The warship continued operations in the Mediterranean for about a year and then returned to the United States early in October 1876. She was decommissioned at New York on 5 October 1876 for extended repairs.

===Pacific Squadron, 1878–1883===
Alaska was placed back in commission on 23 April 1878 and put to sea from New York on 14 June, bound for the Pacific, under the command of George Brown. After rounding Cape Horn late in the summer of 1878, she called at Callao, Peru, on the 23rd. Following visits to several other Latin American ports, Alaska arrived in San Francisco on 11 March 1879. On the 22nd, she got underway for Sitka, Alaska where Indian unrest endangered the lives and property of American citizens. She arrived at Sitka on 3 April, and—except for a voyage to Victoria, British Columbia, late in April—she served there until 16 June. The warship returned to San Francisco on 24 June and remained there until 12 August when she began a series of visits to ports along the west coasts of Central and South America.

That employment carried her into 1880. On 22 July 1880, Alaska departed Chimbote, Peru, and headed for the South Pacific. On the outward-bound voyage, she visited the Marquesas before arriving at Pago Pago on 27 August and served there until 7 October when she weighed anchor to return to the west coast of the United States. En route home, she stopped at Honolulu, Hawaii, before arriving back in San Francisco on 2 December. She then entered the Mare Island Navy Yard for repairs which kept her from returning to sea until 14 March 1881.

Under the command of George Belknap, she then began another extended cruise highlighted by calls at a number of Central and South American ports along the Pacific coast.

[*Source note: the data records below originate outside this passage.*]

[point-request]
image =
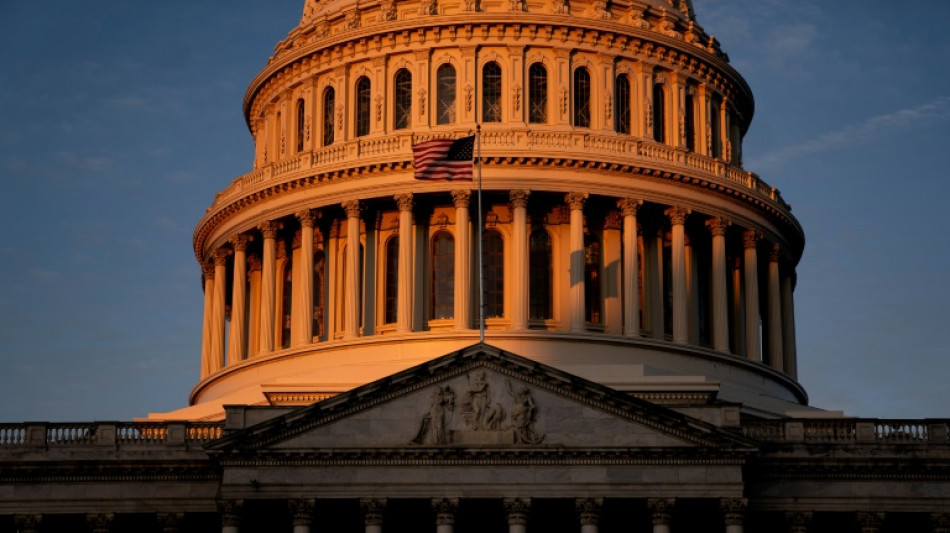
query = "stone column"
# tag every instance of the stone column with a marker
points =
(516, 509)
(268, 286)
(576, 201)
(720, 303)
(870, 522)
(170, 522)
(750, 241)
(799, 522)
(733, 512)
(445, 509)
(788, 324)
(303, 318)
(302, 513)
(588, 511)
(631, 276)
(231, 511)
(463, 260)
(373, 511)
(220, 257)
(519, 259)
(661, 510)
(208, 278)
(351, 292)
(677, 216)
(776, 357)
(100, 522)
(28, 523)
(404, 294)
(237, 349)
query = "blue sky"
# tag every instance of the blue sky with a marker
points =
(120, 119)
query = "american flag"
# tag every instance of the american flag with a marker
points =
(444, 159)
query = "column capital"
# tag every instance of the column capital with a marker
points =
(750, 239)
(519, 197)
(677, 215)
(629, 206)
(662, 510)
(231, 511)
(588, 510)
(269, 228)
(373, 510)
(461, 198)
(352, 208)
(239, 242)
(516, 509)
(798, 522)
(306, 217)
(404, 201)
(445, 509)
(718, 226)
(576, 200)
(301, 511)
(733, 510)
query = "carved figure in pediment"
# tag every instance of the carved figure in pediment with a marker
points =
(435, 424)
(523, 413)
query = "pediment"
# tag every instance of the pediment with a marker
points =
(480, 397)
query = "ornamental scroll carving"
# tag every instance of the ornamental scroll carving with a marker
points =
(490, 411)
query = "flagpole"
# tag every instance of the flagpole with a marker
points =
(481, 276)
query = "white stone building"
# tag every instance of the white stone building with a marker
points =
(637, 369)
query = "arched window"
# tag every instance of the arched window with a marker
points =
(402, 101)
(301, 123)
(285, 303)
(362, 106)
(443, 275)
(622, 88)
(493, 263)
(392, 280)
(592, 303)
(659, 107)
(581, 98)
(319, 292)
(329, 103)
(445, 94)
(540, 280)
(537, 94)
(491, 92)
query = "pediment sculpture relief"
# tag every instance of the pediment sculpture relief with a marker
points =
(486, 413)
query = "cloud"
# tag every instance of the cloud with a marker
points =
(927, 113)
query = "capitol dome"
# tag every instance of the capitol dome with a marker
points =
(622, 239)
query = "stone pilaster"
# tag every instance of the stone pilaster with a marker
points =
(516, 511)
(631, 276)
(733, 513)
(576, 201)
(720, 303)
(302, 513)
(351, 291)
(404, 291)
(750, 242)
(463, 251)
(661, 511)
(519, 259)
(677, 216)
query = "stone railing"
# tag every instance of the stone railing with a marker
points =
(853, 430)
(109, 433)
(502, 143)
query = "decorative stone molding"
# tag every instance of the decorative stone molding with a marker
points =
(733, 510)
(373, 509)
(516, 509)
(588, 510)
(661, 510)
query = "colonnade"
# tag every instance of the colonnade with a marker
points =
(667, 273)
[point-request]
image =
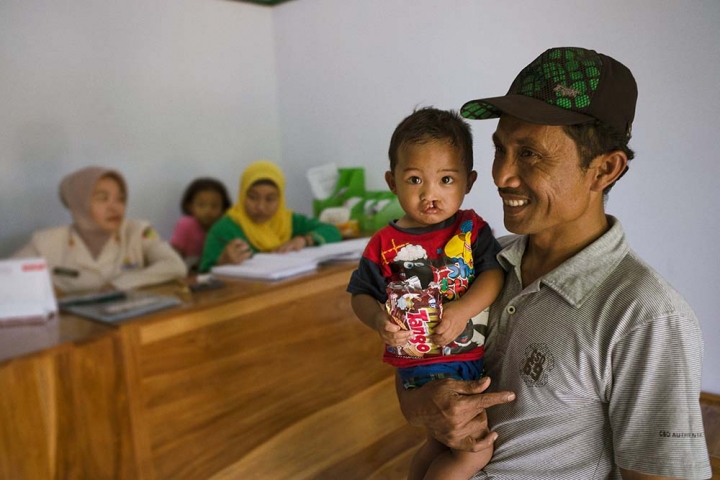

On 14 September 1881 Alaska was anchored off Callao, Peru, when a stop-valve chamber in the ships boiler ruptured. Flames began erupting from beneath the boilers, and the crew worked frantically to extinguish the fires. Subsequently, two men; 2nd Class Fireman Edward Barrett and 1st Class Fireman John Lafferty were awarded the Medal of Honor (Lafferty for the second time).

The ship carried out hydrographic surveys, sounding the Alaska Deep (now the Peru–Chile Trench) and the Alaska Rise (now the Chile Rise). That mission lasted through the remainder of 1881 and the first half of 1882. On 29 July 1882, the warship departed Callao, Peru, bound for the Hawaiian Islands, and arrived at Honolulu on 6 September. She returned to San Francisco late in the year and entered the drydock there in December. Apparently surveyed and found wanting, she was decommissioned at San Francisco on 13 February 1883 and was sold at Mare Island on 20 November 1883.